Open Source CLI Tool

GSD-2: Get Shit Done
Autonomous Coding Agents

A purpose-built TypeScript CLI that orchestrates AI agents to plan, execute, verify, and ship multi-phase software projects — without human intervention.

20+
LLM Providers
3
Execution Modes
50ms
Headless Query
v2
Major Rewrite
01

What Is GSD-2 — and Why It Exists

GSD-2 is a standalone CLI application (npm package: gsd-pi) that enables autonomous AI agents to execute multi-phase software development projects end-to-end. It's the evolution of the original GSD prompt framework.
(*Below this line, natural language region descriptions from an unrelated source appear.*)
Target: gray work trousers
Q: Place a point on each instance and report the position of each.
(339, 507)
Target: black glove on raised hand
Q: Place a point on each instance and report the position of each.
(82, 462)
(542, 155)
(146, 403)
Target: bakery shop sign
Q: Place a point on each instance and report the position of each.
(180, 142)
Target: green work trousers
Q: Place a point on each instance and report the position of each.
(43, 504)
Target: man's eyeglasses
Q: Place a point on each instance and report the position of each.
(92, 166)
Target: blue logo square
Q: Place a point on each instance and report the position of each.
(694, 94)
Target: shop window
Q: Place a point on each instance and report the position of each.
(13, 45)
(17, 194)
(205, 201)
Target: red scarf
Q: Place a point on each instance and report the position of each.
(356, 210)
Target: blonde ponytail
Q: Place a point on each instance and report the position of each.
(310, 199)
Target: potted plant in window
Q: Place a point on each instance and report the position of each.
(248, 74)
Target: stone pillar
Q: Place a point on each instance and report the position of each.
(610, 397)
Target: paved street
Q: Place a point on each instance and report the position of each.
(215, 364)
Version 1 was a prompt framework that relied on Claude Code slash commands. Version 2 is a complete rewrite — a purpose-built agent orchestration system written in TypeScript on the Pi SDK, giving it direct harness-level control over agent sessions, context windows, and execution pipelines.

Key Distinction

v1 = prompt framework that guided an LLM. v2 = application that controls agent sessions directly. The LLM is a tool, not the orchestrator.
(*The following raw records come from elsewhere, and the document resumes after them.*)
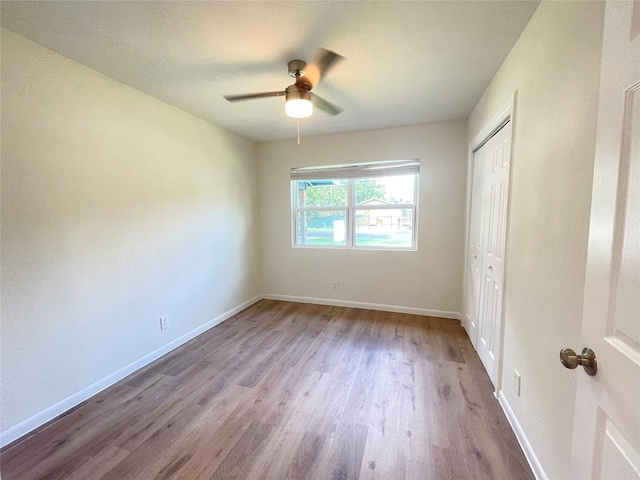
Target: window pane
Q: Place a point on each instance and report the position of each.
(385, 190)
(322, 193)
(322, 228)
(389, 227)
npm install -g gsd-pi gsd /login # OAuth or API key for 20+ providers
02

Work Hierarchy — Milestone → Slice → Task

GSD structures all work into a three-level hierarchy designed around context window constraints. Every unit of work has a clear definition and scope ceiling.

Milestone

A shippable version of the project. Contains 4–10 slices. This is what gets squash-merged to main and what you'd demo to stakeholders.

Slice

A demoable vertical capability. Contains 1–7 tasks. Each slice gets its own git branch with worktree isolation.

Task

A single context-window unit of work. The atomic execution unit. Each task gets a fresh context window with pre-inlined context.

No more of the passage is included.